We must also remember that the company’s CEO Leigh Curyer “underlined the growing appreciation of nuclear power and the need for new sources of uranium, positioning the Rook I project as a key supplier,” as Investing.com noted.

Southern Copper (SCCO)

The Southern Copper Corporation logo on the phone screen before the logo on the computer screen.  SCCO shares.

Source: viewimage/Shutterstock

We can also jump into the copper rally, which should continue to rise Southern copper (NYSE:SCCO).

Supply and demand issues and new Chinese tariffs have made the mining company more relevant. But thanks to artificial intelligence, it can race even higher.

After all, copper wires and power cables are essential for electrical companies that are seeing greater energy demand in AI data centers.

Moreover, Gavekal Research analyst Tan Kai Xian had this to say about the reasons behind the rise in copper prices and utility stocks:

“Electrifying everything, whether that is replacing hydrocarbons as the primary fuel source or using energy-intensive cloud computing to power all aspects of our economy and lives.”

Copper is also driving demand for renewable energy and electric vehicles, according to the data Bank of America (NYSE:TANK) analysts. In the case of SCCO, I would use the recent weakness as an opportunity to buy and hold for the long term.

Albemarle (ALB)

Albemarle (ALB) logo on a mobile phone screen

Source: IgorGolovniov/Shutterstock.com

Whenever I talk about renewable energy, I like to include lithium stocks, e.g Albemarle (NYSE:ALBA) into the mix.
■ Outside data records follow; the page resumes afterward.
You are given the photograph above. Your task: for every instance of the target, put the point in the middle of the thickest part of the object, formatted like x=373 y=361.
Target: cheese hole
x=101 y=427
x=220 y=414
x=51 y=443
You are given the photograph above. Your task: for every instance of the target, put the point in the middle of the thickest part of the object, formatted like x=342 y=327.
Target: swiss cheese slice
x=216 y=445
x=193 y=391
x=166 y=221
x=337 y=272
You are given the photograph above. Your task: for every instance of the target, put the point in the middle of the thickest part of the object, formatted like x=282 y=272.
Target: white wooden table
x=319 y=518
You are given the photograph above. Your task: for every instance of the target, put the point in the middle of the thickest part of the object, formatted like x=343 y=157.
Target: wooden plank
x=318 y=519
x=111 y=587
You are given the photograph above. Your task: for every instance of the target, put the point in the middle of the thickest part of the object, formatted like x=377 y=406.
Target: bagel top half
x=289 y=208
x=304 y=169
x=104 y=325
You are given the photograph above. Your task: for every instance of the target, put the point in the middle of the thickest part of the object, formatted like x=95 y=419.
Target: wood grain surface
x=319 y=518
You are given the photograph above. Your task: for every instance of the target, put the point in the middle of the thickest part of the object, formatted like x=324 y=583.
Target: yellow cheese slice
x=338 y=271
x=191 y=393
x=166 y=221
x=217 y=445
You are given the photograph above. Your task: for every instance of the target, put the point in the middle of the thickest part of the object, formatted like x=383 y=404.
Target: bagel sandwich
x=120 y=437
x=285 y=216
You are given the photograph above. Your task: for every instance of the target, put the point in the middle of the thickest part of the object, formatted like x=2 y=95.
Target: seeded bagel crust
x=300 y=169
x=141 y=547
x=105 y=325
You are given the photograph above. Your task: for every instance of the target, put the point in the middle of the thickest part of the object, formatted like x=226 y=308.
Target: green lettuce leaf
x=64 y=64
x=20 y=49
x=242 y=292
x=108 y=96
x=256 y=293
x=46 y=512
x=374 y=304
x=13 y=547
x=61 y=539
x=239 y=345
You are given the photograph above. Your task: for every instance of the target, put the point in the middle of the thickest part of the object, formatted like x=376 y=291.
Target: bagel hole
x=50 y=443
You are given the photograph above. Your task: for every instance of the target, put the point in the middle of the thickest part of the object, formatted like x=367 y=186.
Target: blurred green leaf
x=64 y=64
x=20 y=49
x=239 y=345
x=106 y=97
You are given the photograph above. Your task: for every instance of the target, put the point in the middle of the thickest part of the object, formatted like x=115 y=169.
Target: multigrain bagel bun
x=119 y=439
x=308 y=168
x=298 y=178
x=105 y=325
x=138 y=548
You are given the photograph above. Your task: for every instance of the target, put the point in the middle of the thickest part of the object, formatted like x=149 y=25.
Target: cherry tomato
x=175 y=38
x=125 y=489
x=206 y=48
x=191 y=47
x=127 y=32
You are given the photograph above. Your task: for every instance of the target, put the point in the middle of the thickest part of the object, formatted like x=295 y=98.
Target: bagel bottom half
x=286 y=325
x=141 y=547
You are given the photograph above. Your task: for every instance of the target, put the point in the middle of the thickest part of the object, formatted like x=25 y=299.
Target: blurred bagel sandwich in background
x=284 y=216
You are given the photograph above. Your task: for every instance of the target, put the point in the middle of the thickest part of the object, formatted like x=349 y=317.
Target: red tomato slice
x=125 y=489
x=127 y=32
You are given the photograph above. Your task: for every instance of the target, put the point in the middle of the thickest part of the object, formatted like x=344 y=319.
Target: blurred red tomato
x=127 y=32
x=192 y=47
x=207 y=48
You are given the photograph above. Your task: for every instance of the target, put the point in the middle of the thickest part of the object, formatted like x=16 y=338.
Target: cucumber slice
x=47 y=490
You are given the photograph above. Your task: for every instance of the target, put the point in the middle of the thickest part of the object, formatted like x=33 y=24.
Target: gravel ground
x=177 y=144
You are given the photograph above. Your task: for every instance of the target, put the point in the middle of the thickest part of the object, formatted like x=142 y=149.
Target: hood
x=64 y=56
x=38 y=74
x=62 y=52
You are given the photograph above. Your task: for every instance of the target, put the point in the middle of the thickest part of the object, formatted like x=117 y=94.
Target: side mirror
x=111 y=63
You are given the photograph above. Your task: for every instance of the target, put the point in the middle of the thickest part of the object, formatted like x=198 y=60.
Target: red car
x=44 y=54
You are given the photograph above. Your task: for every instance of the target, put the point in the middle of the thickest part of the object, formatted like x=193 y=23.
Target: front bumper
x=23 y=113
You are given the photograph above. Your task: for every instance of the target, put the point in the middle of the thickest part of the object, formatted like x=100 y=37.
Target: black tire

Eventually, lithium will be in high demand, which will have a positive impact on ALB.

Please note that according to Statista, global demand for lithium will exceed 2.4 tons by 2030, doubling the demand forecast for 2025.

They added that demand could reach 3.8 million tonnes by 2035. Lithium demand could then increase more than 40-fold by 2040 on expectations of increased use of electric vehicles and energy storage needs.

Moreover, by waiting for ALB to increase, we can collect its yield of 1.25%.

Moreover, the company has just announced a dividend of 40 cents, which will be payable on July 1 to shareholders of record as of June 14. Moreover, Deutsche Bank analysts just raised their price target for ALB to $140 with a hold rating. RBC Capital also raised its target to $157, earning an outperform rating on strong earnings.

As of the date of publication, Ian Cooper did not hold (directly or indirectly) any positions in the securities indicated. The opinions expressed in this article are those of the author and are subject to InvestorPlace.com’s Editorial Guidelines.

InvestorPlace.com contributor Ian Cooper has been analyzing stocks and options for online advice since 1999.